Google reinvents historic Spruce Goose hangar to create the ultimate tech launching pad in Playa Vista
In early November we opened our inboxes to find an invitation we’d been hoping to get for two years: a guided tour of Google’s newest office space, located in the historic Spruce Goose Hangar in Playa Vista. Finally, after spying though gates and dust to get the tiniest glimpse of what’s inside those cavernous wooden walls, Google was opening its door to us.
What’s most impressive about the storied hangar is its aeronautical history. In 1947, aerospace tycoon Howard Hughes’ storied H-4 Hercules — an experimental wooden “flying boat” with a wingspan of 321 feet, more than 120 feet greater than a Boeing 747 and still the longest of any plane ever flown — emerged in giant pieces from a cavernous, four-story aircraft hangar along a dirt runway that’s now the ground below Playa Vista. Nicknamed the Spruce Goose (though actually made of birch), the aircraft still ranks among the greatest technological achievements of its time.
Seventy-one years later, the hangar that gave birth to the Spruce Goose has been reconfigured as a workspace for today’s leading innovators in digital technology: Google, along with sister company YouTube.
The result is an ambitious architectural and design effort to preserve the integrity of the original structure while constructing multiple levels of contemporary workspaces inside of it — “a building within a building,” explained Kristi Paulson, a principal at ZGF Architects.

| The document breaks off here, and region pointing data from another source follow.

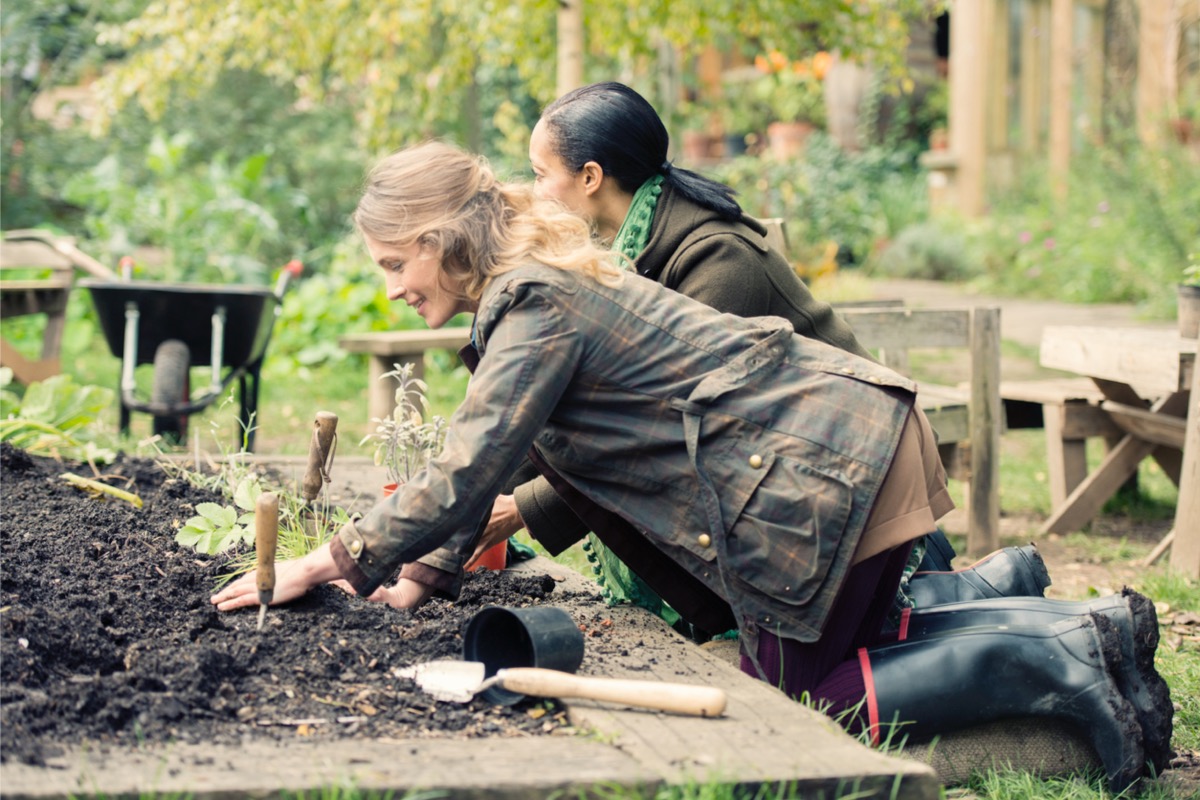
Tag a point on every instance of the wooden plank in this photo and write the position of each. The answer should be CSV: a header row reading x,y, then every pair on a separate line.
x,y
910,328
1055,390
1062,58
1116,468
763,738
983,506
1089,497
394,343
1186,548
1066,455
1159,428
1145,359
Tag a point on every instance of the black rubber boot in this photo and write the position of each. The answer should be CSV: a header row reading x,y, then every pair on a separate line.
x,y
1062,671
1008,572
1131,613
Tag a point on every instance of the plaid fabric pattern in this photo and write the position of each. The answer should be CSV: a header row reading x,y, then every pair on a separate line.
x,y
747,453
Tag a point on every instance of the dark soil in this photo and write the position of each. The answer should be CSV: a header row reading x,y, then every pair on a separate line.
x,y
107,635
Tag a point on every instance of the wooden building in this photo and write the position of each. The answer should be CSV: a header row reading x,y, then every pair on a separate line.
x,y
1045,78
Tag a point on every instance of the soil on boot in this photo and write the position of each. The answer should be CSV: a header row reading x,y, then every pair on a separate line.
x,y
107,635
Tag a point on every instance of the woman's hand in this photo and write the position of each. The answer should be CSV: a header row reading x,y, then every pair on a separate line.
x,y
504,522
292,579
406,594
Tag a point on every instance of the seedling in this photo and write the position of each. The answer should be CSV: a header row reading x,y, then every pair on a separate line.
x,y
405,441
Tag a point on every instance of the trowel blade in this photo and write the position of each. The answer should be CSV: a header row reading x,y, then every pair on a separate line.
x,y
451,681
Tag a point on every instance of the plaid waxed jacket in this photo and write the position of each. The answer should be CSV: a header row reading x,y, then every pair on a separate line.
x,y
747,453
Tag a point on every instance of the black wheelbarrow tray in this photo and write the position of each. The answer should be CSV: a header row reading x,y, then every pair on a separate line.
x,y
177,326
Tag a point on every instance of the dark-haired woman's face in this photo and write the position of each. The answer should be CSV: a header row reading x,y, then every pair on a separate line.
x,y
552,178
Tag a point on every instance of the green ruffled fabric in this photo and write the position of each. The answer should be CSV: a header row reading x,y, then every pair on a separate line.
x,y
617,581
635,230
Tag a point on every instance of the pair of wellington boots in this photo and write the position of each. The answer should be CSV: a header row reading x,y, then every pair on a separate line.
x,y
1008,572
1087,663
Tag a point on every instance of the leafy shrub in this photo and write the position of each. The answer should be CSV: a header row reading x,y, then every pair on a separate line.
x,y
829,194
55,417
925,251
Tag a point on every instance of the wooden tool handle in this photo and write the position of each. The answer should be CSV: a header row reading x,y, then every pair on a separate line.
x,y
324,428
677,698
267,531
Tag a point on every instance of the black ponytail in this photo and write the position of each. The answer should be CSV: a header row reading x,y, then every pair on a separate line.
x,y
616,127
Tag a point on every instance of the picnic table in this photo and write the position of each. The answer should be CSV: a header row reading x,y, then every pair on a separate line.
x,y
1151,392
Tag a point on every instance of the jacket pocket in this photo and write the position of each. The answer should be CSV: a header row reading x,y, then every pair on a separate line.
x,y
785,540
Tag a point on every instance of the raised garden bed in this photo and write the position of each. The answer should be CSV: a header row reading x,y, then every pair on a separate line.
x,y
120,678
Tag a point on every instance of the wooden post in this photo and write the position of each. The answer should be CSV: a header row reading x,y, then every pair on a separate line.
x,y
570,46
1186,547
969,89
1061,59
1152,24
983,507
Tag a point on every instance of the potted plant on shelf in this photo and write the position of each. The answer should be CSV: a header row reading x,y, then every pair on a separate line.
x,y
793,91
405,443
1188,296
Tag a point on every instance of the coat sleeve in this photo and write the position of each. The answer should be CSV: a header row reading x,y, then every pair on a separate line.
x,y
532,354
547,517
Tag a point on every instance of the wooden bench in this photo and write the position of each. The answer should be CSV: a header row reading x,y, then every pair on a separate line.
x,y
967,419
39,270
1068,409
388,348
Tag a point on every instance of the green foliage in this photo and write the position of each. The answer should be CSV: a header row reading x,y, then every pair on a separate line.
x,y
55,417
855,199
1122,233
216,528
925,251
423,74
405,443
215,220
349,295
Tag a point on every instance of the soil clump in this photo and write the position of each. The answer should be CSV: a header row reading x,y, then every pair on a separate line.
x,y
108,638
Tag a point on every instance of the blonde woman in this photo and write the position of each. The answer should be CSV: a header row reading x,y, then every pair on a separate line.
x,y
754,477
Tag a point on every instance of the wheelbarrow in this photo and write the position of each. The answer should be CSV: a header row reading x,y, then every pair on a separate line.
x,y
177,326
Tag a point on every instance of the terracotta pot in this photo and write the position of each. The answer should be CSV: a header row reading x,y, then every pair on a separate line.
x,y
696,145
787,139
495,558
939,139
1188,296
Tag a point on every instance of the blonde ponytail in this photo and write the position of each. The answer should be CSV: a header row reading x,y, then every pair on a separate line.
x,y
437,194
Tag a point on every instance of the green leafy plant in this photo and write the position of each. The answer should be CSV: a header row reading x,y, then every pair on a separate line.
x,y
405,443
1192,271
216,528
55,417
792,91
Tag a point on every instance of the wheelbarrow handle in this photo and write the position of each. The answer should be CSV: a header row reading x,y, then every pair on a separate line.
x,y
291,270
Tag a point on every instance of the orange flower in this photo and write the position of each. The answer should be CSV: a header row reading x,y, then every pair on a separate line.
x,y
821,64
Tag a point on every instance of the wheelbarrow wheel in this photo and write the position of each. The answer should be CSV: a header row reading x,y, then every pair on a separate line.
x,y
172,361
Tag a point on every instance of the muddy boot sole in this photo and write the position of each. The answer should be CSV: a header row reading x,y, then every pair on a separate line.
x,y
1155,711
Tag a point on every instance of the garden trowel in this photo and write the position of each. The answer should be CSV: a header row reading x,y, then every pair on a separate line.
x,y
321,459
267,531
459,681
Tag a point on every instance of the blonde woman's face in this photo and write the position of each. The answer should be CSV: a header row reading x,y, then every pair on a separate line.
x,y
414,275
552,179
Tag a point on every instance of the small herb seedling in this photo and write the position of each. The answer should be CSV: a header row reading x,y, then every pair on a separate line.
x,y
405,443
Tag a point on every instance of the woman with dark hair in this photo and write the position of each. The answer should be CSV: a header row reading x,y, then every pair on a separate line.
x,y
783,481
601,150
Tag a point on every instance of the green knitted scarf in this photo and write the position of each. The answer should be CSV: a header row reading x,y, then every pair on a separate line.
x,y
635,230
617,581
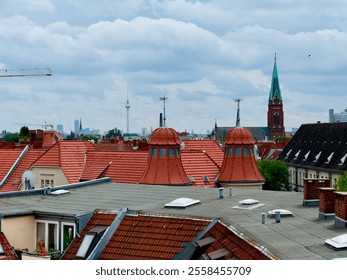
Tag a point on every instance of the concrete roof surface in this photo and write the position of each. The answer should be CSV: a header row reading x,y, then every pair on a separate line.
x,y
299,237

Look up from the polished concrete ground floor and you’ll see the hangar’s original wooden beams, curved like the bottom of a massive ship turned upside down, sanded down to the rich, warm brown of unpainted Douglas fir. Third-story windows that had been boarded up for decades and newly cut skylights flood the space with natural light.

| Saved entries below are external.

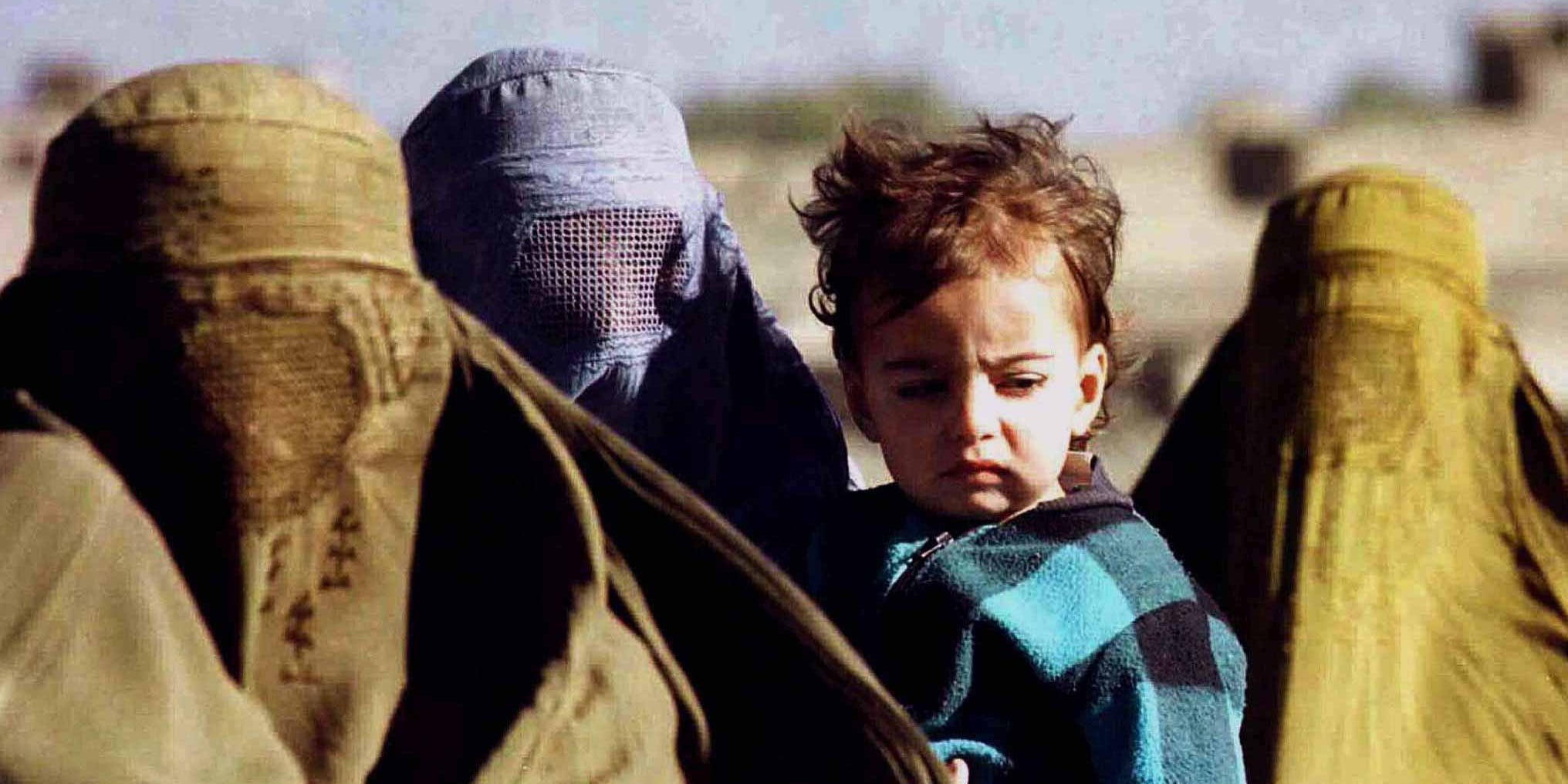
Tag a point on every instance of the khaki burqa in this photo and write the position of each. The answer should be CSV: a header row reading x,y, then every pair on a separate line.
x,y
1374,486
407,557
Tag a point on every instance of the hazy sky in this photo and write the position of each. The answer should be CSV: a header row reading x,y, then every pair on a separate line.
x,y
1118,66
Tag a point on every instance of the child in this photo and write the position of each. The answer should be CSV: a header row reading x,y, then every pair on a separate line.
x,y
1009,595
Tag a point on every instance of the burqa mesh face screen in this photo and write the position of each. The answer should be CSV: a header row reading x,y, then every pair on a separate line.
x,y
601,275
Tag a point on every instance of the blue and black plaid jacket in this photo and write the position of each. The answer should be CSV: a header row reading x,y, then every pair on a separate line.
x,y
1066,645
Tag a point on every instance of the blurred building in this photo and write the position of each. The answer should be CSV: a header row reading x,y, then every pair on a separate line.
x,y
1195,208
1195,201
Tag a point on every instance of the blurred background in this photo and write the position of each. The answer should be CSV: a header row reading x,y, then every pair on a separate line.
x,y
1200,112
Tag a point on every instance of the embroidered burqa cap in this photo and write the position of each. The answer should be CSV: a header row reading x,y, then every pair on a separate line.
x,y
413,553
1374,486
556,198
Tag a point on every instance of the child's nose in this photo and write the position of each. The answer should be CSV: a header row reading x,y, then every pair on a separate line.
x,y
975,413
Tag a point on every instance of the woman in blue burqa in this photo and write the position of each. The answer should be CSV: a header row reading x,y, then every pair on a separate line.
x,y
556,197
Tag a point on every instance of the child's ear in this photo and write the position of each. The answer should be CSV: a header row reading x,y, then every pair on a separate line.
x,y
855,396
1093,369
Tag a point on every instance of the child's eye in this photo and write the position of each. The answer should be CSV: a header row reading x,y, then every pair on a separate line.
x,y
1021,384
919,389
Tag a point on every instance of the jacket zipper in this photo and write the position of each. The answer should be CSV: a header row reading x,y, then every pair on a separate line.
x,y
924,554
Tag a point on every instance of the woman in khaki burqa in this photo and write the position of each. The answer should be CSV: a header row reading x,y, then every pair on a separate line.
x,y
1374,486
357,536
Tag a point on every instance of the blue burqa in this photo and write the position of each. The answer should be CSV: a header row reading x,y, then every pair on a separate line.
x,y
554,197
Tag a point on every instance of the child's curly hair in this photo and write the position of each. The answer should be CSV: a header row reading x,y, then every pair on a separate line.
x,y
911,215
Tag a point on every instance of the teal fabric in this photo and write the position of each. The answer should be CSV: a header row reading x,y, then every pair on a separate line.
x,y
1065,645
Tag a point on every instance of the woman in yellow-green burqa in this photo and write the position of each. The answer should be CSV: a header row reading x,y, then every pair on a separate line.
x,y
1373,485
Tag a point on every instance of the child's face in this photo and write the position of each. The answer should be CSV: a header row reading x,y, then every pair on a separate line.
x,y
975,393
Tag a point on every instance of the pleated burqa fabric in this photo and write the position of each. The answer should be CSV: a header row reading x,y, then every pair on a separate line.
x,y
556,198
414,557
1374,486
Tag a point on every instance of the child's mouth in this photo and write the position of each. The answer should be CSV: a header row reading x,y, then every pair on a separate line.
x,y
984,471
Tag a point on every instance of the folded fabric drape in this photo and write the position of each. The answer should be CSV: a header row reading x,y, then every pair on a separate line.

Mayor Eric Garcetti led members of the press into the hangar’s main atrium to admire a hanging “Perception Sculpture.” Upon first glance the sculpture appears to be a cloud of small metal spheres. But if you step back to view it from a distance, the ghostly image of the Spruce Goose magically appears. It’s truly stunning.
Sean Madden, founder of SPMDesign, who worked with ZGF Architects and Arup Engineers, said, “It’s
the Ghost Ship, coming back to its home. Some of that inspiration came from wondering if there’s a ghost in the building.”
Though Madden hasn’t personally experienced anything otherworldly while working inside the hangar, one of his employees did.
“One of my artists was working at night and said, ‘I felt something weird. Not really scary, but just a presence.’ So it’s possible,” says Madden who seems to really like the idea of a haunted workspace.
“We tend to embrace it, why not? One of the pieces of art is called the Ghost Star and it has a little, discoverable ghost of Howard Hughes that no one even knows is there. The population of the building will have to find it. You may be one of the first people to know about it,” said Madden.
In an interview we did with Hercules Campus Development Manager Milan Ratkovich back in 2016, he said there were reports of some paranormal activity at one of the structures, but he declined to say which one. Now we know.
Beyond the atrium, newly constructed workspaces are staggered one to three stories above the floor, set back from the hangar’s original walls and ceiling by at least 20 feet in order to preserve the expansiveness of the space. It’s a concept driven home by unobstructed hallway views of the east and west walls 750 feet apart — a distance of more than two football fields.
“We knew this was going to be a wooden cathedral,” said Paulson. “The space, the scale — you wanted to still be able to feel the hangar, even though we were going to build something new on the inside. It was also very intentional to make sure the new architecture had a very distinct look from the old architecture so that they were understood as separate things, although now they are intrinsically connected through the circulation.”
The narrow engineering offices that divided the original space in two along the length of the structure have been repurposed as collaborative workspaces connected by open stairways and bridges, allowing occupants to weave through a building spine that might otherwise be divisive.
“Google is not a static company,” said Paulson. “This is not static office space.”
Shanee says
You would have to be invited. Maybe contact their PR dept or have someone from your school contact them. They kept us media on a tight leash and we weren’t allowed to bring cameras.
David H Hunt says
Student at Santa Monica College engaged in Art & Motion Graphics design. How may one visit the site?